Recipe By Q80 BurgerBelly
Rating
Published Mar 5th
Prep 30m Cook 20m Additional - Ready In 50m
Servings 4 burgers Calories 1360.7

An extremely flavorful Spanish style burger made from beef and Spanish chorizo sausage, topped with caramelized onions and smoky red pepper ranch sauce and shavings of Manchego cheese served in sweet brioche buns.

Recipe Ingredients

  • 1 pound ground sirloin
  • 1 pound chorizo sausage
  • 1 tablespoon vegetable oil
  • 1 medium onion, chopped
  • 1 roasted red pepper, quartered
  • 1 cup Ranch dressing
  • 1 pinch powdered saffron
  • 1 teaspoon Spanish paprika
  • 1 tablespoon vegetable oil
  • 3 medium onion, sliced
  • 1 tablespoon brown sugar
  • salt and pepper to taste
  • 4 soft egg buns or brioche
  • 1 tablespoon softened butter
  • 4 ounces manchego cheese, grated

Cooking Directions

  1. 1 In a large bowl, mix together the ground sirloin and chorizo using your hands.
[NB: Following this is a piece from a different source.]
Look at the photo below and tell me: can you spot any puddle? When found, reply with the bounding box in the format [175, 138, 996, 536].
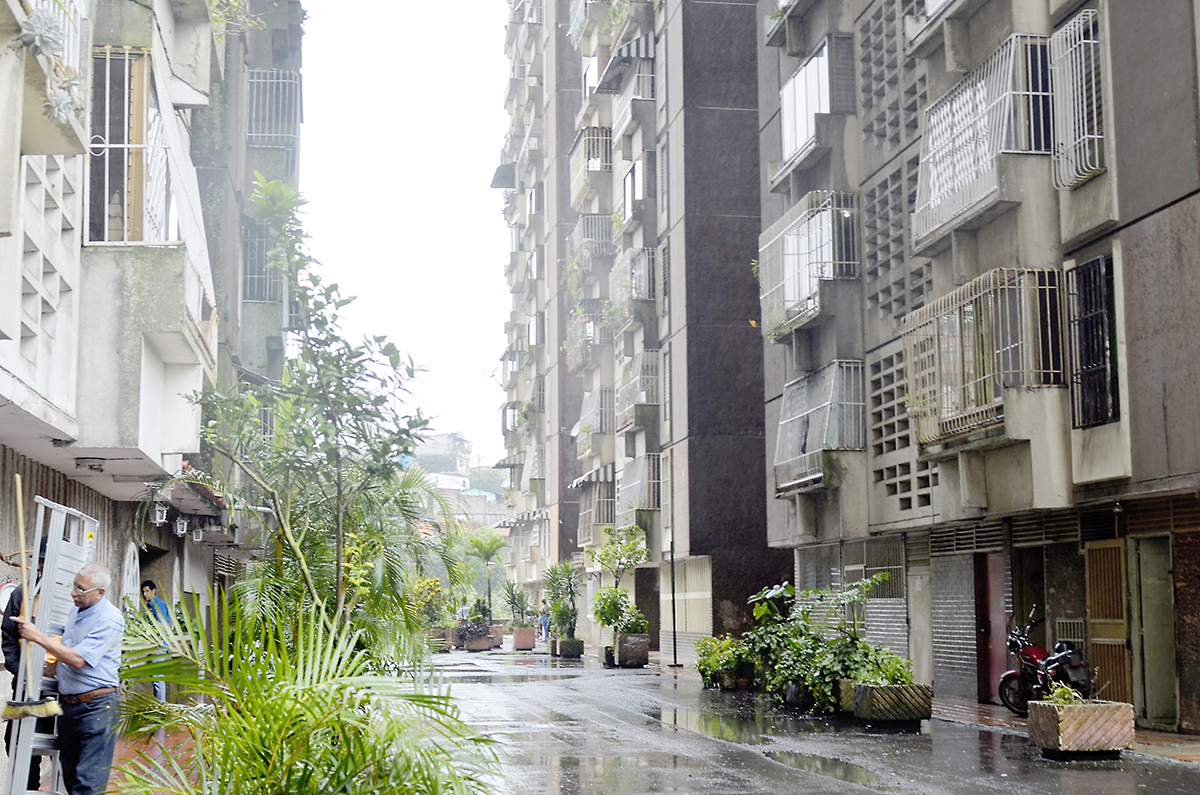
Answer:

Set aside to let the flavors blend.
  2. 2 Heat one tablespoon of oil in a skillet over medium-high heat. Add one chopped onion, and saute until tender. Transfer the onion to a blender, and add the red pepper, Ranch dressing, saffron, and paprika. Pulse until fairly smooth. Refrigerate until needed.
  3. 3 Heat the remaining oil in a large skillet over medium heat, and add the remaining onions, brown sugar, salt and pepper. Cook and stir for about 15 minutes until the onions are golden brown. Set aside.
  4. 4 Preheat the grill for high heat. Form the meat into four patties, slightly larger than the buns.
  5. 5 Place burgers on the grill, and cook for 5 minutes per side, or until well done. Split buns in half, and spread butter on the inside. Place on the grill to toast briefly.
  6. 6 Place burgers onto buns, and top with caramelized onion and the roasted pepper ranch sauce. Sprinkle with a few shavings of manchego cheese, and place the top of the bun on top.

Nutrition Facts

  • Calories 1360.7
  • Carbohydrate 39.3 g
  • Cholesterol 230.1 mg
  • Fat 105.5 g
  • Fiber 3.8 g
  • Protein 59.3 g
  • Saturated Fat 33.3 g
  • Sodium 2746.1 mg
  • Sugar 15.6 g

Reviews

  1. Love the idea... I seen that there were some rewiews that said that the burger fell apart during cooking so I added egg... But this didn't help. As I said great idea but it didn't work for me.:)
  2. The differences between Spanish and Mexican chorizo should be noted as their forms are entirely different. Spanish chorizo is cured sausage with a smoky flavor. This pork is chopped not ground. Mexican chorizo is ground and uncooked. It is not very solid. A burger with Mexican chorizo needs more beef or they will likely fall - Read more ...
  3. Horrible fell apart on the grill if it needs eggs or something to hold it together it should be listed in the recipe
  4. This was pretty good. I did half the recipe for the sauce and still had extra. I wasnt sure if this was mexican chorizo but it was what I had so I used it. I also did not like the brown sugar with the onions it was way to sweet for me. Next time I - Read more ...
  5. Followed the recipe minus the saffron and manchego cheese. Couldn't find them in two local grocery stores. In place used a dash of caynenne pepper and 1/4 slice of gouda cheese. Used mini-wheat buns buttered and toasted in the oven at 350. Definitely too much sauce but tasted so yummy would go great with fries!
  6. Great tasting burgers. First time we made these they were a bit crumbly on the pitt. The 2nd time however we added an egg to the meat mixture and they came out perfectly shaped and stayed together. No crumbly pieces. We'll be making these again.
  7. Used ground turkey and chicken chorizo from Trader Joes. Came out yummy and healthier!
  8. I recently tried chorizo and fell in love with it and coudn't wait to try this recipe. Unfortunately the grocers must be conspiring against me as not one of them sold chorizo this week so I made this with Hot Italian Sausage. It was wonderful the sauce fabulous and versatile (I am already thinking of - Read more ...
  9. Yum - I omitted the ranch dressing (not my thing but I kept the rest of the pepper mixture...makes a nice dressing) and substituted ground chuck since Sirloin is a bit to lean to make juicy burgers but this was delish!